163 entry daha
  • karantina sürecinde ne zamandır ertelediğim planimi yürürlüğe koyarak, filmlerini izlemeye basladigim, filmlerinde kadın ruhunun en dip ve zor ulasolabilen dehlizlerinde gezinen ve kadınları, kadın ruhunu anlaşılabilir kılan sanatçı. muhtemelen freud baba, almodovar filmlerinden birkaçını izleseydi, kadınları o kadar bilimsel araştırmaya rağmen anlamadığını iddia etmezdi.

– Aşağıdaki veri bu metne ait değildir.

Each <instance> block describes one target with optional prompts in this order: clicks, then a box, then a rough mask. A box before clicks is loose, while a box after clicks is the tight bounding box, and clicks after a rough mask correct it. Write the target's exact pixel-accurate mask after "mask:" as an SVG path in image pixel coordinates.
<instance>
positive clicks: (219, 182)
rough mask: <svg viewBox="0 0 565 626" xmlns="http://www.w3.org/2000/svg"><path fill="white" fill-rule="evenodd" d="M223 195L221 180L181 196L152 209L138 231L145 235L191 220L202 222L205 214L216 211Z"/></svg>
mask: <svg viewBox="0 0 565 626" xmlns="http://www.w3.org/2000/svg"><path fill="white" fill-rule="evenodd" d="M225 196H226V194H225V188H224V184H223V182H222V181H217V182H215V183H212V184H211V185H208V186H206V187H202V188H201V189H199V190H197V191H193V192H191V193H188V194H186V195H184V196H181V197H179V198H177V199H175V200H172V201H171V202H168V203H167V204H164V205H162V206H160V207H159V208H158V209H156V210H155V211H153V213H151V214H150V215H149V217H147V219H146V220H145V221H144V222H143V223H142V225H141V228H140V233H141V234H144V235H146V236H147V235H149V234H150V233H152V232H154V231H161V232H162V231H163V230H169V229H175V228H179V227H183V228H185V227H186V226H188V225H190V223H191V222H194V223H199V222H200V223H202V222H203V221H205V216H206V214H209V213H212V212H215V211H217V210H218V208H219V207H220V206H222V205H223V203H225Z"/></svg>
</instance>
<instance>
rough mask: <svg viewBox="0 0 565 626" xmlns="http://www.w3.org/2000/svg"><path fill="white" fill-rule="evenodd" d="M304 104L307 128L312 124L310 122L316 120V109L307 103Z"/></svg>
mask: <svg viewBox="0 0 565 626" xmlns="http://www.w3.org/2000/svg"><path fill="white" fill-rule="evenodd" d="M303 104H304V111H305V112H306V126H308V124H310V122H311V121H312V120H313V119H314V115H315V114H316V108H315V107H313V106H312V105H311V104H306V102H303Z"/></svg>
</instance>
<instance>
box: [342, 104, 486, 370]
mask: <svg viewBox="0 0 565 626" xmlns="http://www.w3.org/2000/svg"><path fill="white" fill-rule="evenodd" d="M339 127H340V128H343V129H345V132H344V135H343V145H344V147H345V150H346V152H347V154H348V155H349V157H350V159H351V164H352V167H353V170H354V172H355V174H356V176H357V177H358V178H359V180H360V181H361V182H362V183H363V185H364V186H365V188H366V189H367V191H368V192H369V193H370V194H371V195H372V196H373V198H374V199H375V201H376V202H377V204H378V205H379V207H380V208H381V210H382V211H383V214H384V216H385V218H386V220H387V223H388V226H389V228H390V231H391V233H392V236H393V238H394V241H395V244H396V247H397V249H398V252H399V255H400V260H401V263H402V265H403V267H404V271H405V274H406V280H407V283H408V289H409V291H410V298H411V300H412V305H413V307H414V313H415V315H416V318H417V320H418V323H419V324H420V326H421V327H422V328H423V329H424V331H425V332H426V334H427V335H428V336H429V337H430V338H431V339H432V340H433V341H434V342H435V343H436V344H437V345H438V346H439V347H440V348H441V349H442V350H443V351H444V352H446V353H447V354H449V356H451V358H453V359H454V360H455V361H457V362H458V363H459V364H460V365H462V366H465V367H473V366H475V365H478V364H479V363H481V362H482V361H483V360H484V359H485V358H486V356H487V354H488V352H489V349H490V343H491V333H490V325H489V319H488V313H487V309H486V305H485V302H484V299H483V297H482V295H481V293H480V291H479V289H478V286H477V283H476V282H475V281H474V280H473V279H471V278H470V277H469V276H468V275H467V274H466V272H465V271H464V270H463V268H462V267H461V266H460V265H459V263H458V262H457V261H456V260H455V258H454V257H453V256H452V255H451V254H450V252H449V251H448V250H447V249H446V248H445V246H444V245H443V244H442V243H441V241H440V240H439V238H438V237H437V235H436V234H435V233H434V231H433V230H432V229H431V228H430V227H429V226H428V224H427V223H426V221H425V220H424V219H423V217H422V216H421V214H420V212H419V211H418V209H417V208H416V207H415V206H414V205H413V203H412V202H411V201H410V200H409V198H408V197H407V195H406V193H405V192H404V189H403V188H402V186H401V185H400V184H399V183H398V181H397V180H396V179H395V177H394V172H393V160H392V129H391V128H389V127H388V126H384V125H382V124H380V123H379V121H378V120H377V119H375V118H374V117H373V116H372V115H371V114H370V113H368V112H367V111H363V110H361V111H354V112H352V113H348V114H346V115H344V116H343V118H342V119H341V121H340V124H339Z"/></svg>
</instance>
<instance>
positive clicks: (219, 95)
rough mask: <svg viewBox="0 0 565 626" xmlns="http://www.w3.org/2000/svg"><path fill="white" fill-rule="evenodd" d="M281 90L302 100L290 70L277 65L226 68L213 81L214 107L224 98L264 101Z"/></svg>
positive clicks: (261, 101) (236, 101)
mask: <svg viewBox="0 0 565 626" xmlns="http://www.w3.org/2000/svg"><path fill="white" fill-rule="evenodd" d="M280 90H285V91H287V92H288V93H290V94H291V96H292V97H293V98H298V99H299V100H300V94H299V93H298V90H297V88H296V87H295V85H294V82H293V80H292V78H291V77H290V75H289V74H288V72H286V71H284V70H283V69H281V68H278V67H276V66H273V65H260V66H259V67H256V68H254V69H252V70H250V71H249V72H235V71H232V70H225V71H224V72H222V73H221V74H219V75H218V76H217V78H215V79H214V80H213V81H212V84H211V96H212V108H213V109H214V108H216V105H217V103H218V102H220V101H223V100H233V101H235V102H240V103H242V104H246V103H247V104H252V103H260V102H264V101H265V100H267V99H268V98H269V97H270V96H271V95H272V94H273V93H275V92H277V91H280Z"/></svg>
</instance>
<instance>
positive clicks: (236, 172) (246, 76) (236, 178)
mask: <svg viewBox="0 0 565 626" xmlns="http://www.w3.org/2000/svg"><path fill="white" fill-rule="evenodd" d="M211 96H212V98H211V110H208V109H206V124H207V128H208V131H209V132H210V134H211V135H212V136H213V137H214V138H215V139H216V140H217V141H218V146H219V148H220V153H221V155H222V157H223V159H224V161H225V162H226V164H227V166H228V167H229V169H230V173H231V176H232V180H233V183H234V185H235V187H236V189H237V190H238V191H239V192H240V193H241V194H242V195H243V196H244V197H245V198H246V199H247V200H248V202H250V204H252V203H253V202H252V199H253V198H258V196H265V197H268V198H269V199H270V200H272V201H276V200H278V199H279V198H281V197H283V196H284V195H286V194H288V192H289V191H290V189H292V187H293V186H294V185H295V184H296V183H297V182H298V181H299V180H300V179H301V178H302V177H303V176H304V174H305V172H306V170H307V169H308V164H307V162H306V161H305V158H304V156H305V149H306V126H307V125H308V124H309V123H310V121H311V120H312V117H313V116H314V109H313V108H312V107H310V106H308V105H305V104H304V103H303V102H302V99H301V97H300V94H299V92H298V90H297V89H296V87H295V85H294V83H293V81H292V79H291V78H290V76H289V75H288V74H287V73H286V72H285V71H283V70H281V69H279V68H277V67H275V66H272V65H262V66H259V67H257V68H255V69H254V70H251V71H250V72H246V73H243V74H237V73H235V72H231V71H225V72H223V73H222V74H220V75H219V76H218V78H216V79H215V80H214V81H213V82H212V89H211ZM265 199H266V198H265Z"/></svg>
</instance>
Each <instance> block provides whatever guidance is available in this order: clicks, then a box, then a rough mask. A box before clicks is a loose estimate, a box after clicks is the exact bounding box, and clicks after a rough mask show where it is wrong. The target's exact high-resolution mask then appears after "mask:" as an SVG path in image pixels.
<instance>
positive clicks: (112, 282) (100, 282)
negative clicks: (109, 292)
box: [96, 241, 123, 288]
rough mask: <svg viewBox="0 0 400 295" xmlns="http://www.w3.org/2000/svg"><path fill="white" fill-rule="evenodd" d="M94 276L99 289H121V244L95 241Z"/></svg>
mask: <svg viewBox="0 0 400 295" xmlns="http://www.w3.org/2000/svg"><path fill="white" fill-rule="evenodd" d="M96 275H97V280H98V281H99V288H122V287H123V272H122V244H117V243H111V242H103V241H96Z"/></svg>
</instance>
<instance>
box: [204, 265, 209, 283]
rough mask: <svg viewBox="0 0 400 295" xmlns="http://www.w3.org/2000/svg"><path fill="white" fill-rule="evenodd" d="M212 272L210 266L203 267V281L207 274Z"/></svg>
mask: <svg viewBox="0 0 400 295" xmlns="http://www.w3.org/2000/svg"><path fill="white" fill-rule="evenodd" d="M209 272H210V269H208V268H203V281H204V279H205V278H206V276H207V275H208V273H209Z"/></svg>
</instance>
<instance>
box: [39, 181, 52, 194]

    her yönetmenin kendi kişisel tarzı, yoğurt yeme biçimi, olguları, oluşları ele alış biçimi vardır. yönetmenin tarzı belli bir zaman sonra oturur, endustrilesir, artık o yönetmenin filmine gidince senaryo, içerik anlamında değil belki ama, işleyiş anlamında nasıl bir şeyle karşılaşılacağını az çok biliriz. burada beni hem en çok korkutan, hem de en çok heyecanlandıran durumlar, yönetmenlerin istisnaen çektikleri ve özel addettikleri kisisel filmleridir. heyecanlanırım, zira sevdiğim bir yönetmenin kişisel deneyimlerine, fikirlerine, kendi şahsi dünyasına ortak olma imkanı yakalarım. korkarım, zira sevdiğim yönetmenin endustriyellesmis tarzı dışına ciktigimdan işleyiş olarak neyle karşılaşacağımı bilemem. işte almodovar öyle bir yönetmen ki, yaptığı filmlerin hepsinin kişisel dünyasına ait olduğunu sezebiliyorum, buna rağmen korkmuyorum, tersine su gibi, yasam gibi akıp giden filmin seyrine bırakıyorum kendimi.